Another major fault of voice interaction is correcting errors and that is by-product of the serial vs. direct access interfaces. When you need to fix something said you get into a problem, like in real life with people:).

So what do you think, will voice make us all look back at touch interfaces as old and dirty?

Machine Operated Web Applications

Software applications have two main perspectives the external perspective where interfaces to the external world are defined and consumed and the internal perspective where an internal structure enables and supports the external interface. Let me elaborate on this:

The internal perspective shows the building blocks and layers within the application allowing specific data flow and processing. To further simply things let’s take an example from the real world and that is a real building block. We can describe it in a technical and physical description that will detail the concrete, foundations, electricity tunnels, air conditioning, and others. The external perspective of the building is the apartments look and feel, available services for tenants, views from the windows, painting color, type of cupboard handle in the kitchen and others. In general, all the things that people experience when they interface with the building.
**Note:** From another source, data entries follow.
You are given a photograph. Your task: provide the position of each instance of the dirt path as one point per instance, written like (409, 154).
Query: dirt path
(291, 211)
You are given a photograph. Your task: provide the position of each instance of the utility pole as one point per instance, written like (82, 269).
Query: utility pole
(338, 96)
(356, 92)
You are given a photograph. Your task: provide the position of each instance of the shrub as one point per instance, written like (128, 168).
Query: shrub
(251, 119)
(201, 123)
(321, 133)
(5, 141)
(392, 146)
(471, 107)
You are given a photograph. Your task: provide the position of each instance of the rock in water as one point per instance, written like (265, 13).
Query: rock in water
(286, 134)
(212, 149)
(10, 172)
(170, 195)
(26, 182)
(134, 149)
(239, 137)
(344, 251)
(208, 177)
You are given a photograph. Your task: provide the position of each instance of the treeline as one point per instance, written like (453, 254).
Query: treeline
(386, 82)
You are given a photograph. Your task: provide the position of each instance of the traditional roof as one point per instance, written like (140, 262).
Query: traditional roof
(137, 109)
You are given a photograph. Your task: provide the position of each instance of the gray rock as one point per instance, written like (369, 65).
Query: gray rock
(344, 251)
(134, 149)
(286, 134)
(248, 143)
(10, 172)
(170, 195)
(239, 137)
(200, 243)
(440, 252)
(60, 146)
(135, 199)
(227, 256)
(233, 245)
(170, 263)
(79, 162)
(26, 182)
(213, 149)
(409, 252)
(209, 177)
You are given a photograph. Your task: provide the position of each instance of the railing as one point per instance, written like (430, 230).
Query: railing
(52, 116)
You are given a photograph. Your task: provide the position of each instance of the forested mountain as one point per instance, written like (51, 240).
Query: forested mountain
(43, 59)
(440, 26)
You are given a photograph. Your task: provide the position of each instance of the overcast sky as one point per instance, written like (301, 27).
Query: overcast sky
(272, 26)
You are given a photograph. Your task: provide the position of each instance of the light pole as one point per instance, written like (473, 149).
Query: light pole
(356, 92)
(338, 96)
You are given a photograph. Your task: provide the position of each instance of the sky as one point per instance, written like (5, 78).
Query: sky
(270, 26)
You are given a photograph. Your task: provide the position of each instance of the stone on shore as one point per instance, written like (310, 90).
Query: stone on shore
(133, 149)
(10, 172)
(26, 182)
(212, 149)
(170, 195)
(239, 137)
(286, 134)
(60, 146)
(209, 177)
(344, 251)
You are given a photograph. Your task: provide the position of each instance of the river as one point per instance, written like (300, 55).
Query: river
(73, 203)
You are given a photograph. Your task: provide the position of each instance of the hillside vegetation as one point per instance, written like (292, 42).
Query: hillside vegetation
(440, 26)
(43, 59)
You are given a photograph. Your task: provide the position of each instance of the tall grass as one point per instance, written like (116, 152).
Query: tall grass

So if we go back to the software story then the external perspective is the application UI, data feeds, APIs and other entities external parties come in touch with.

Twitter with their approach in their API have created something special which can be the basis for a new development paradigm on the web and that would be MOA – Machine Operated Applications. As a background, Twitter provides one unified external interface, which is their API and their website UI seems to be built mostly on this API (I might be exaggerating here and they have capabilities in their UI not available in the API but the major functions are also available in the API). The same API that is available for others to consume and operate. The API is split ed into two parts: the first part is a general services API which includes search and other user agnostic services which are very similar to other services other companies provide in their APIs. The second part is the more important one and that is the user-driven API where all data and actions available on Twitter’s web application for a specific user are available via the API itself. This model allowed the huge surge in the amount of applications built on Twitter at no time, a developer community that many companies would die for while Twitter did it in a snap.

To describe the model I see for Twitter in a visual way:

[ Twitter infrastructure ] – Internal perspective which is hidden
[ Twitter API ] – Unified external perspective for the product
[ [ Twitter UI ] or [3rd party applications]] – API consumers and operators having equal rights to the external interface (3rd party apps are limited in the number of queries per hour but it is not too serious if you consider that the limitation is per user and not global)

So how all this long and tiring story relates to MOA – machine operated applications? Well once an application can be fully operated and consumed via a formal API (Which is Application Programmable Interface) then robots can use it too. And I do not mean today’s web robots who harvest data, aggregate data and do some kind of analysis. I am talking about Robots that would work autonomously on behalf of real users or companies and will use the product in a meaningful way. For example, I can imagine a robot that will be my social network expander and it will use data from different areas to understand my interest and current network and will expand it automatically by following new people on Twitter. Following someone is a meaningful action in the virtual and real world and once a bot will be smart enough to do so then things will change. Twitter with their API approach allows this evolution.

A note: the split of perspectives is similar to the way strategy in companies can be viewed where a company has the internal perspective of operational capability and the external perspective which is the market share, brand recognition, distribution channels and more.